By bundling titles inside the Netflix app, the creative/quality hurdle is probably lowered, too.
➡️ Interesting learnings about bundling & strategy: Netflix decides to bundle more and more in their offer (adding games), and find a way to test how to do it cheaply.
👉 Calm: The Sleeping Giant (Colossus)
Calm has over 4 million subscribers and it has had over a hundred million downloads in its history.
It has been generating cash flow since its inception.
The vast majority of people opt for annual subscription.
The vast majority of people use Calm around bedtime.
When they started productizing around sleep, that's when it opened up from being just a meditation focus thing to what they are today, which is mental fitness. That's why you see meditation, Sleep Stories, sleep meditation, even body wellness, soundscapes, landscapes, et cetera,
7% of people are paying subscribers.
It is just slowly putting more and more content behind the paywall. It used to be that you could use 95% of the app for free. Now, you can use maybe 10%, 20% of the app for free.
➡️ Super interesting benchmark.
They're producing with tremendous amounts of data really consistently high quality content. Now, you can imagine that getting LeBron or getting Matthew McConaughey might cost a little bit more than a not yet famous.
They were earlier than most people to realize that the power of celebrity in a space like this and making it extremely bite-size and accessible, and they leaned it.
➡️ How would you compute the economics of having super stars?
Headspace created a linear educational experience. What that means is people would go there and learn how to meditate, where they very rigorously tied together meditation course for beginners. The problem with that is when you finish a course, you churn off of it. Calm, the vision of the founders was more around creating a set of resources and not telling you what to do.

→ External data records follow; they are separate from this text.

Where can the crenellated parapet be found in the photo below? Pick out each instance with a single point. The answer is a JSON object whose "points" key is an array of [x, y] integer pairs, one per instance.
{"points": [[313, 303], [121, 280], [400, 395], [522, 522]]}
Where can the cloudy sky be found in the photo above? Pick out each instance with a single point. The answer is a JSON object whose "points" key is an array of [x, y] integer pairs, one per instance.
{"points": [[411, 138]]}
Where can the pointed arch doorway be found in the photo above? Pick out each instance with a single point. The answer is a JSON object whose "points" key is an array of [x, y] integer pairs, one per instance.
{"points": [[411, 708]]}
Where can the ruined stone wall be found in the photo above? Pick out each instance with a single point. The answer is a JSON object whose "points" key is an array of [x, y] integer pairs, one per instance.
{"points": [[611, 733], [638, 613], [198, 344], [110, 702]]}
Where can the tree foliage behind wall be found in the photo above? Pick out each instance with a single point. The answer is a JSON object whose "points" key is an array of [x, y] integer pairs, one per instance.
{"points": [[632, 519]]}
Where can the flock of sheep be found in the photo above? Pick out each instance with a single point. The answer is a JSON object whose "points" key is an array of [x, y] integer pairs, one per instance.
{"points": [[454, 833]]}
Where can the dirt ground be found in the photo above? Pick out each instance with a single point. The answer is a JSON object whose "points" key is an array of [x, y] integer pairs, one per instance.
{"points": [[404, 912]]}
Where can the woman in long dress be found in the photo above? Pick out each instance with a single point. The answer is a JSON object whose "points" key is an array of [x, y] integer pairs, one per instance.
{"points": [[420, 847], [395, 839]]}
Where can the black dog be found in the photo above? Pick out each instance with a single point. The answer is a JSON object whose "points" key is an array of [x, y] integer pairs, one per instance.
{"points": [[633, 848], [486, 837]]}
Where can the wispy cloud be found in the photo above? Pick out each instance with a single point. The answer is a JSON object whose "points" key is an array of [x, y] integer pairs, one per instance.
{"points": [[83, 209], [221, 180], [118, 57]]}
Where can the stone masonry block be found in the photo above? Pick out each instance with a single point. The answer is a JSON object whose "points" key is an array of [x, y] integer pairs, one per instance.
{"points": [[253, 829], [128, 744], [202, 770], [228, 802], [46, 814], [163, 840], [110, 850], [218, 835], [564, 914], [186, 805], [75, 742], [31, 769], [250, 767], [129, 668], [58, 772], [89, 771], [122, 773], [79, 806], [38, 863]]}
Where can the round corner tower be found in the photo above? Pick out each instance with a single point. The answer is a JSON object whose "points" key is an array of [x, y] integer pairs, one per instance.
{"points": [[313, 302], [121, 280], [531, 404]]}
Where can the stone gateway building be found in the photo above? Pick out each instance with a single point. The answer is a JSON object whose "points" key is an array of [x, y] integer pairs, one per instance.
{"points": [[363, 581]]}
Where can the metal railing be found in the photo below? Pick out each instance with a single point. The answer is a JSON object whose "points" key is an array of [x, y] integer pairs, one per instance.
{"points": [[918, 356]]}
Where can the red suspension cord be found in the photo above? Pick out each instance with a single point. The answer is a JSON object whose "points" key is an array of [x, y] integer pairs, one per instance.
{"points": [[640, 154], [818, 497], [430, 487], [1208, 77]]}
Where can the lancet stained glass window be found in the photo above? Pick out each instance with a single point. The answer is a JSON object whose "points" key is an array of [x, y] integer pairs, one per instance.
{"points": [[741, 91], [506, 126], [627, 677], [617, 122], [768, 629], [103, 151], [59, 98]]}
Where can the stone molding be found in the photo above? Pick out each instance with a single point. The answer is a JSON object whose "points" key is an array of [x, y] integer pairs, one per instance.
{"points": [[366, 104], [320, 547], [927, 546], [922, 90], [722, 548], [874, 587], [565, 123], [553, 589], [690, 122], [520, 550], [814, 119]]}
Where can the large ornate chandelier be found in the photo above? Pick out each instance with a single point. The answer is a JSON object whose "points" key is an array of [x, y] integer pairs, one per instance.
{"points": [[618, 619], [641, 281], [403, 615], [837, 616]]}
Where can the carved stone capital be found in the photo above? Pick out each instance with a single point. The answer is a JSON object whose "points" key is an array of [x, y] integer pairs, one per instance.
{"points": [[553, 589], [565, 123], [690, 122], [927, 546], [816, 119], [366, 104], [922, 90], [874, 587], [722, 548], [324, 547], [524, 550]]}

Content's always been a good business, but content as a utility, is a core innovation that they had. In Sleep, for example, you're not looking at a screen, you're just listening to a voice and you can drift off.
The second thing they did was get a ton of PR.
They actually started hiring people that could make sure they were getting in the news, because this is actually really interesting data that the news loves.
Oh, you know what? 70 million Americans can't fall asleep at night, and we're working with a million of them, 2 million of them, 4 million of them to help them fall asleep at night. It's really interesting data.
➡️ We should study their PR strategy.
They start selling from their business to other businesses directly. And that's been a large and fast-growing channel for Calm.
Their vision is very Disney-like. They really see a future where you're going to Calm Island, just to experience mindfulness at its best.
They've done interesting partnerships with bed companies, they partner with American airlines. I actually find that when I get in the air, my favorite thing to do now is to do a Calm meditation as we're taking off. Finding all these different, interesting entry points is key for them becoming ubiquitous, and it'll perpetuate itself.
➡️ What smart partnership strategy could we have?